AMD GPUs Go Brrr
8 days ago
- #AMD GPUs
- #AI Performance
- #HipKittens
- HipKittens is an opinionated collection of programming primitives designed to help developers unlock the performance of AMD GPUs for AI workflows.
- AMD MI355X GPUs feature 256 compute units (CUs) with unique characteristics compared to NVIDIA GPUs, such as a larger register file and smaller matrix core instructions.
- Key differences include AMD's lack of asynchronous matrix multiplication instructions, register reallocation, and tensor memory acceleration compared to NVIDIA.
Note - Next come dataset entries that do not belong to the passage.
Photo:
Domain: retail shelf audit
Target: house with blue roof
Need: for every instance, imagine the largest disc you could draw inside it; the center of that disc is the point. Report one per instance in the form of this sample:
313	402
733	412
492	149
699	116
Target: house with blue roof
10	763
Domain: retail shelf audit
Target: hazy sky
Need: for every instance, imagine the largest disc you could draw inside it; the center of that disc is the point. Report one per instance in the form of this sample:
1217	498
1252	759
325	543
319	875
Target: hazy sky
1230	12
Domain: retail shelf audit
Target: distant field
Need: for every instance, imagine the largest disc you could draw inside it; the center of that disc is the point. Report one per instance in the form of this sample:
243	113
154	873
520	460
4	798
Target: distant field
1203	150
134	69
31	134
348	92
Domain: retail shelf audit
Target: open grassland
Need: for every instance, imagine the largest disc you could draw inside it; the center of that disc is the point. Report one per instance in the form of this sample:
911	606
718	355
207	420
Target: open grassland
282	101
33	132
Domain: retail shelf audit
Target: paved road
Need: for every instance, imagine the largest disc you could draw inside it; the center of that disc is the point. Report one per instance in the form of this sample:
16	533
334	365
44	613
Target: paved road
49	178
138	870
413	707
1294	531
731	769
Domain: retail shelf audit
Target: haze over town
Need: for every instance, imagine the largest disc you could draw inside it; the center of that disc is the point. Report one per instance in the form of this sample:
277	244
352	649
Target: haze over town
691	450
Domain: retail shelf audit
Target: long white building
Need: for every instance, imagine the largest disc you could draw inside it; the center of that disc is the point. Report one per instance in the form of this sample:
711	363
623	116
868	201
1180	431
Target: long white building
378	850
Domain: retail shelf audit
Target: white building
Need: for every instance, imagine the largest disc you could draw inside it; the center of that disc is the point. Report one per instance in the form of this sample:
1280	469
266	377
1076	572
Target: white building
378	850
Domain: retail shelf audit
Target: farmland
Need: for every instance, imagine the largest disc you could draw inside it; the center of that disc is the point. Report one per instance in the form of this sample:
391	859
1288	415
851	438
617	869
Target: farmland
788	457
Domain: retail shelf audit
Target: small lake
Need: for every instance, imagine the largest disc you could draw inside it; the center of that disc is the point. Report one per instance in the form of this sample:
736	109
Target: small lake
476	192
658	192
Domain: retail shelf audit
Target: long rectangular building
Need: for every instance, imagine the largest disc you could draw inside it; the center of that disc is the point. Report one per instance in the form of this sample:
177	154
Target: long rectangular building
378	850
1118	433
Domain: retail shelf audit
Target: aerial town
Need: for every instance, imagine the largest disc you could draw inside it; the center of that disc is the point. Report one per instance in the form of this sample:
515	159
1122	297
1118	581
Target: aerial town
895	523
- HipKittens introduces optimized memory access patterns, including explicit register scheduling and swizzle patterns tailored for AMD's unique layouts.
- Two scheduling patterns are highlighted for AMD GPUs: 8-wave ping-pong and 4-wave interleave, which trade off programmability and performance.
- AMD's chiplet architecture requires chiplet-aware scheduling to optimize cache reuse across processors, addressing NUMA effects at the cache level.
- HipKittens achieves competitive performance on AMD CDNA3 and CDNA4, with kernels outperforming AMD baselines and competing with NVIDIA's Blackwell kernels.
- The project emphasizes the need for diverse, open hardware in AI to realize its full potential, advocating for broader accessibility of AMD GPUs.